One final point: Whatever else you can say about the referendum on gay marriage, at least it’s a straightforward issue that everyone can understand. On the other hand, when you tell the government how it can and can’t raise revenue, or what its education policy should look like, or even when you’re inventing a new legal and regulatory regime for a drug that’s still illegal under federal law, that involves a ton of second- and third-order consequences that even a reasonably well-informed voter can’t possibly anticipate. Government is about choices that get a lot more complicated than “yes” or “no,” and those sort of questions don’t translate very well into one paragraph on a ballot.

Washington state has internalized the thinking that our government can’t be trusted to make policy without constant backseat driving by the electorate, on the idea that a snap poll of the general public is better at determining state policy than the professionals we elect to deal with this stuff all day. That approach has a long and storied history in American progressivism, but that doesn’t make it a good one.

Comment (1)

  1. Peter

    Couldn’t agree more.

    Ballot measures like I-1185 always pass by a landslide just because they sound good on paper. I mean, what self-proclaimed fiscally-conscious voter — liberal, conservative, or independent — wouldn’t want to make it harder for the legislature to raise taxes? It’s a bit like handing out flavored cigarettes to teenagers. They probably taste good and look cool, but the kids don’t realize — or don’t care about — the problems they’ll face down the road by accepting them and using them. It’s all about what looks and sounds appealing at the moment.

    So it is for voters who are given authority to make decisions on complex policies like taxation, even though the vast majority of them probably have a very, very limited understanding of the consequences of the votes they cast. This is why the initiative process is a terrible idea. If our elected lawmakers are the drivers of a car, ballot measures like I-1185 insist that the voters (who, in this analogy, don’t even have driver’s licenses) can sit in the backseat and make decisions about how fast the car should go or how much room the driver should give to the vehicle in front.

    Even worse, our initiative laws provide an outlet for the megalomaniacal urges of opportunists like Tim Eyman, who needs to be given a one-way ticket out of this state.

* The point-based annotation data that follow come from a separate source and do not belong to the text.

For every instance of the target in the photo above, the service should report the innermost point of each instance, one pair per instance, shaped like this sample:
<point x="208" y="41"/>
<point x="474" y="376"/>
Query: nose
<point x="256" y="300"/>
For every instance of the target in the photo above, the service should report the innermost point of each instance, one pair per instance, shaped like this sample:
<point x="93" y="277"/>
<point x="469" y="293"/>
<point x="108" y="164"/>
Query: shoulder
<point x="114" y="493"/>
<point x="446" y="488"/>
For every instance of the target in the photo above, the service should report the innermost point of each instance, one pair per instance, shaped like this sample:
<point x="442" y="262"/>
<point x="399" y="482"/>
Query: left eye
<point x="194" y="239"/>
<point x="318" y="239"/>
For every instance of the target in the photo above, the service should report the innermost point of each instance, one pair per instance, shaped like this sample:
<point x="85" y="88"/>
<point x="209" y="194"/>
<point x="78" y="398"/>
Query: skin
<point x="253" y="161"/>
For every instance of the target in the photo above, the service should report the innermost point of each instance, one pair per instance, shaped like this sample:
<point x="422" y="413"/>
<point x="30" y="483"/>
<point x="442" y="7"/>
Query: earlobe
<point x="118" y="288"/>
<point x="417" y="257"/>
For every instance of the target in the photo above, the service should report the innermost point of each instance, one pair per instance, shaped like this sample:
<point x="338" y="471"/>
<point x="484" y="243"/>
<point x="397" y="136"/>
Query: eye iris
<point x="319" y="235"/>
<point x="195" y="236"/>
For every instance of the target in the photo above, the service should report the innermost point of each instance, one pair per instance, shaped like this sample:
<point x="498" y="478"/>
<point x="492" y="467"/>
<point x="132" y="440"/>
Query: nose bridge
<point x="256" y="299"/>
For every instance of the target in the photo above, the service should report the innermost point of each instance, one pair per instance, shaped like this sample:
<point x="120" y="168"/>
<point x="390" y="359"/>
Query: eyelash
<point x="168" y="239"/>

    R-74, meanwhile, goes without saying. What a waste of time and money — not to mention an affront to the dignity of same-sex couples — for the voters to have to give their thumbs-up to a law that was already duly passed by our elected lawmakers almost a year ago.

    The initiative law needs to be reigned in, if not eliminated entirely. If we don’t like the policies our legislators are implementing, we can, of course, throw them out and replace them. But what’s the point of electing people to make decisions on our behalf if we reserve the right to micromanage them or do their jobs for them on a whim?